Restaurante El Perol
AtrásUn Recuerdo Gastronómico: Lo que Fue el Restaurante El Perol
En la Plaza de Andalucía de Igualeja, donde antes se congregaban comensales en busca de sabores auténticos, el Restaurante El Perol ha cerrado sus puertas de forma permanente. Este establecimiento, que llegó a ser una referencia para locales y visitantes, deja tras de sí un legado de opiniones encontradas y platos memorables. Analizar lo que fue El Perol es adentrarse en la crónica de un restaurante que supo tocar el cielo con su cocina tradicional, pero que también generó controversias que marcaron la experiencia de algunos de sus clientes.
La Exaltación de la Comida Casera
El punto más fuerte de El Perol, y en el que casi todas las opiniones convergen, era la calidad de su comida. La propuesta se centraba en una comida casera, elaborada con esmero y con porciones que muchos calificaban de generosas. Platos como el rabo de toro eran descritos como "riquísimos", y el revuelto de ajos y hongos como "espectacular". La gastronomía del lugar se nutría de los productos de la zona, destacando la castaña, fruto emblemático del Valle del Genal. Esto se reflejaba en creaciones que se convirtieron en insignia del local.
Entre los platos típicos que conquistaron a los clientes, varios se repetían en las alabanzas, demostrando ser apuestas seguras:
- Solomillo relleno de castañas: Un plato que, según algunos comensales, era digno de un restaurante de alta cocina, combinando la potencia de la carne con el dulzor del fruto local.
- Flan de castañas: El postre estrella, casero y delicioso, que ponía el broche de oro a la experiencia culinaria.
- Croquetas caseras: Especialmente las de setas y jamón, elogiadas por su textura perfecta, crujientes por fuera y cremosas por dentro, y un sabor intenso y auténtico.
El trato familiar y cercano era otro de sus grandes atractivos.
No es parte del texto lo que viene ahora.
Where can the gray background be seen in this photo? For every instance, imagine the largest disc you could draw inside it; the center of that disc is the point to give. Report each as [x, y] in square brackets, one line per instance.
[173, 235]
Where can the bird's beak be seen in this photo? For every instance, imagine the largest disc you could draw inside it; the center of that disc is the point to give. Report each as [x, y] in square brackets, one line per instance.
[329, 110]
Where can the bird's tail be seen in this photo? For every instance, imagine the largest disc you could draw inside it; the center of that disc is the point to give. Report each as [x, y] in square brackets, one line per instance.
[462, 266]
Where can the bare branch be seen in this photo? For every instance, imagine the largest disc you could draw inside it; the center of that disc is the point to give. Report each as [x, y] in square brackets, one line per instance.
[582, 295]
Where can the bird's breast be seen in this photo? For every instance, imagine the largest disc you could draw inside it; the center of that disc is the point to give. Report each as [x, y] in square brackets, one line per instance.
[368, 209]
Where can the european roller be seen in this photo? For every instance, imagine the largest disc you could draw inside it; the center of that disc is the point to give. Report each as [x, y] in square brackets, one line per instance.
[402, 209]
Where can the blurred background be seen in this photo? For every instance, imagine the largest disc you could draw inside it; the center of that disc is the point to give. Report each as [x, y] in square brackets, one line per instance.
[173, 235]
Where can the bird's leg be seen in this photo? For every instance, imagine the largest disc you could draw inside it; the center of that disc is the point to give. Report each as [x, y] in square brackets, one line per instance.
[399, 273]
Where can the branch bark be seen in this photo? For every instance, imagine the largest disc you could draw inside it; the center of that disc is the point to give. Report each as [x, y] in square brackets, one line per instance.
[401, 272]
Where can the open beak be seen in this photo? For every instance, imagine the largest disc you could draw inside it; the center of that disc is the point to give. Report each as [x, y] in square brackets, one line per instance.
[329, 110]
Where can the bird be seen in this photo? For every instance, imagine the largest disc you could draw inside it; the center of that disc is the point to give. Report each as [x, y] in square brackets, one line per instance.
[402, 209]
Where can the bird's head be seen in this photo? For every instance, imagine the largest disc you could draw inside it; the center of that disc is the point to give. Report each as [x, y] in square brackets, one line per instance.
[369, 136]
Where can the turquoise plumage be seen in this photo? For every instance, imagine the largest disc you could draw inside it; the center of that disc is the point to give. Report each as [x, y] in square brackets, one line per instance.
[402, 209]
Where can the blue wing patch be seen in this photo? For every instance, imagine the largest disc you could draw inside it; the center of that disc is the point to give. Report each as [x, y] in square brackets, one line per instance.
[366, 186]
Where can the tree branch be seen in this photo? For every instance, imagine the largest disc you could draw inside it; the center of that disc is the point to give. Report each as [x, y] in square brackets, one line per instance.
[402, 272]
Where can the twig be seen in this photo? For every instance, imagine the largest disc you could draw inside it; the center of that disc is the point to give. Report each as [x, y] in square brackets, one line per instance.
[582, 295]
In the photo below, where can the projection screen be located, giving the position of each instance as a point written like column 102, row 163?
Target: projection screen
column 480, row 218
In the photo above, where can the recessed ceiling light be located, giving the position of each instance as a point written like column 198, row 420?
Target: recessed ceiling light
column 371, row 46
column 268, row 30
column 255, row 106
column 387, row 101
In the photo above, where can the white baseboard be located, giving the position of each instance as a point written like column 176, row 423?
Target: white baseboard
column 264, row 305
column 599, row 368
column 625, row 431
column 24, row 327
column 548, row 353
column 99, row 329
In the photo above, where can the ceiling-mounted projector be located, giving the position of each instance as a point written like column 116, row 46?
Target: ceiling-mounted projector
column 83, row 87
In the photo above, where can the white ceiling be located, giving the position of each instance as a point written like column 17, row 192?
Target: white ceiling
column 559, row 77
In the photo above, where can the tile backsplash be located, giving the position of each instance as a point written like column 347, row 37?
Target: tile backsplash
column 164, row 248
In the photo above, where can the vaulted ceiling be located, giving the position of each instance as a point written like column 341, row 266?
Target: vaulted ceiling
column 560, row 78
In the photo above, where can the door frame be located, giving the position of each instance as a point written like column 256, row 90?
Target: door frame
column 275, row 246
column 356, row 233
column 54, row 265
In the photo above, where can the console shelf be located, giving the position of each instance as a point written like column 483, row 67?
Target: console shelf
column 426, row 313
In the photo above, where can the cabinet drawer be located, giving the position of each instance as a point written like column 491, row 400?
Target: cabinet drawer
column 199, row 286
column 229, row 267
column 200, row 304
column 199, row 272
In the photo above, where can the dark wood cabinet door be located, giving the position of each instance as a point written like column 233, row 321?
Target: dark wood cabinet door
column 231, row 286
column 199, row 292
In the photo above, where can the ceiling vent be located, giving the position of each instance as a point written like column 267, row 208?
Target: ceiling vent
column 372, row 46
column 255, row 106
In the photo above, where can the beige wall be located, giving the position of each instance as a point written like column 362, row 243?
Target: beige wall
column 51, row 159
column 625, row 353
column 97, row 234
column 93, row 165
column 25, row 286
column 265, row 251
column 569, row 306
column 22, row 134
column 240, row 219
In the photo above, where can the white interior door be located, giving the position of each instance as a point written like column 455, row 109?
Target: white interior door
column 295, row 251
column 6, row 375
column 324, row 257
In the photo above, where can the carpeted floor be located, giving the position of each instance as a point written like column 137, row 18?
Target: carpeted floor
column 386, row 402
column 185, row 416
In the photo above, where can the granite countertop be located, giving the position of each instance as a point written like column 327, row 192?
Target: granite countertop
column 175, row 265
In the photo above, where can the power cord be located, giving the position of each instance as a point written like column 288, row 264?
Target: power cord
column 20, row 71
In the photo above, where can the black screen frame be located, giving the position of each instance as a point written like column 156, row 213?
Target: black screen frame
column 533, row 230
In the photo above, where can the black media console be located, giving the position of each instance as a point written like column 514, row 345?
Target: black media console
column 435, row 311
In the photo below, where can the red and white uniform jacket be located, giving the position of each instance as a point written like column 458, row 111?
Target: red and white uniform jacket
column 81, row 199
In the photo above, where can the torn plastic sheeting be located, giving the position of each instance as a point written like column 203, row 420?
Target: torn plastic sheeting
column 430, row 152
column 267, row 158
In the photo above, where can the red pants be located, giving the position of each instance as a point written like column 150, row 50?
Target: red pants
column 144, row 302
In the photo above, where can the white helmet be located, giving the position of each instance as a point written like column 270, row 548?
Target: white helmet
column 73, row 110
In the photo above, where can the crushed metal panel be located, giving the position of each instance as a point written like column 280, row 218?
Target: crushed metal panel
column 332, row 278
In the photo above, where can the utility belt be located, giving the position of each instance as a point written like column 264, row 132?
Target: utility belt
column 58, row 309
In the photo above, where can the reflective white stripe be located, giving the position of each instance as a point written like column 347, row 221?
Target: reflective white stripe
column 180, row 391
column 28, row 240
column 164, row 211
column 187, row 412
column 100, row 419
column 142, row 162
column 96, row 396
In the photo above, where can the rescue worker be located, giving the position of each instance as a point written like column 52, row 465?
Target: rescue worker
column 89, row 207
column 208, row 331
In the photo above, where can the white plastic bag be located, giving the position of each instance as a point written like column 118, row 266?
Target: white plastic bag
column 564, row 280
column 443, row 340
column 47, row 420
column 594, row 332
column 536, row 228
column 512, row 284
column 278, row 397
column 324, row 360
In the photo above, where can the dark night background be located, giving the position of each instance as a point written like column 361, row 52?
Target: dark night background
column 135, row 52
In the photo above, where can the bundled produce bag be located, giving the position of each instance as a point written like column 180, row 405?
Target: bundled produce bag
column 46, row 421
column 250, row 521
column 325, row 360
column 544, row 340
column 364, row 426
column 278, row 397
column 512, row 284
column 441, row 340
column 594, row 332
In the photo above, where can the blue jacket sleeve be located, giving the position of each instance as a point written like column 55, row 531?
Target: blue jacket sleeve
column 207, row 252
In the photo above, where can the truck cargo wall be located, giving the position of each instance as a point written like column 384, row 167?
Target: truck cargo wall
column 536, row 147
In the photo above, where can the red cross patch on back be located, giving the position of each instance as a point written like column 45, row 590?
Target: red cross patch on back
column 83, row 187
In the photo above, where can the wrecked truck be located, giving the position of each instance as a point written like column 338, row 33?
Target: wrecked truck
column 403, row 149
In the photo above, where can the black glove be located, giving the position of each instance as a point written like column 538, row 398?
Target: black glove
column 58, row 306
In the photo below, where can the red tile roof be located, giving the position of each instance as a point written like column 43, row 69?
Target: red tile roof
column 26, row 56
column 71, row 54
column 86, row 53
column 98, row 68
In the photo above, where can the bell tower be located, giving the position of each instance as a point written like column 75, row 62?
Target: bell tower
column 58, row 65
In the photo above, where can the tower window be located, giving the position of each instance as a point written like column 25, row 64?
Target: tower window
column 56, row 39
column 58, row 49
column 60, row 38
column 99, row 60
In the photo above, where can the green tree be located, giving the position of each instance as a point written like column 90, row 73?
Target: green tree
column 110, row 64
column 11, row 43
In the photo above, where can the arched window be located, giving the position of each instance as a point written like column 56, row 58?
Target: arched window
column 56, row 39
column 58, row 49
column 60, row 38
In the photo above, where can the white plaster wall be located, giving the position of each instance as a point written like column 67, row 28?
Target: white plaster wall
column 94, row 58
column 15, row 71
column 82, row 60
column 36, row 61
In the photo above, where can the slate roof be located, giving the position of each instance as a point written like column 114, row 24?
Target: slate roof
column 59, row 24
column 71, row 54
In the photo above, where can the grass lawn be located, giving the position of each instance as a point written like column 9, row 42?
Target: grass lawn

Los clientes se sentían "como en casa" gracias a la calidez del personal y, en particular, de su dueña, Raquel, descrita como "un encanto". Este ambiente acogedor, sumado a una decoración original, hacía que la experiencia de comer en El Perol fuera, para muchos, memorable y digna de repetir.
Las Sombras en la Experiencia: Precios y Organización
Sin embargo, no todas las experiencias fueron perfectas. El principal punto de fricción, y una crítica recurrente y severa, era la política de precios y la falta de transparencia. El restaurante no disponía de una carta física con los precios detallados. En su lugar, los platos se "cantaban" de viva voz, una práctica tradicional en algunos restaurantes pero que aquí generó desconfianza. Varios clientes se sintieron desconcertados y, en algunos casos, "timados" al recibir la cuenta.
Un caso particularmente ilustrativo fue el de un plato de presa ibérica, cuyo precio de 19,50 € por dos pequeños trozos de carne acompañados de patatas fue considerado desproporcionado. Esta situación alimentó la sospecha de que los precios podían variar según el cliente, perjudicando a los turistas frente a los locales. Esta falta de claridad es un fallo significativo para cualquier negocio de hostelería, ya que socava la confianza, un ingrediente tan esencial como la buena comida.
Además de la controversia con los precios, el servicio podía resentirse durante los días de mayor afluencia. Algunos clientes notaron cierta desorganización en momentos punta, como los sábados, y recomendaban "ir sin prisa". Si bien la amabilidad del personal se mantenía, la espera y la falta de ritmo podían afectar la percepción global del servicio, un aspecto clave para cualquiera que busca dónde comer sin contratiempos.
Balance de un Negocio Cerrado
El Restaurante El Perol fue un lugar de contrastes. Por un lado, ofrecía una cocina tradicional andaluza de altísimo nivel, con platos caseros que dejaban una huella imborrable en el paladar. La calidez de su ambiente y el trato familiar lo convertían en un lugar especial en el corazón de Igualeja. Por otro lado, sus problemas con la transparencia de precios y la organización en momentos de alta demanda generaron experiencias negativas que no pueden ser ignoradas.
Hoy, con el local cerrado, queda el recuerdo de lo que fue: un restaurante capaz de lo mejor en los fogones, pero con debilidades en la gestión de la sala y la política de precios que, quizás, contribuyeron a su destino final. Su historia sirve como un recordatorio de que en la gastronomía, la excelencia debe abarcar tanto el plato como el trato y la confianza que se ofrece al cliente.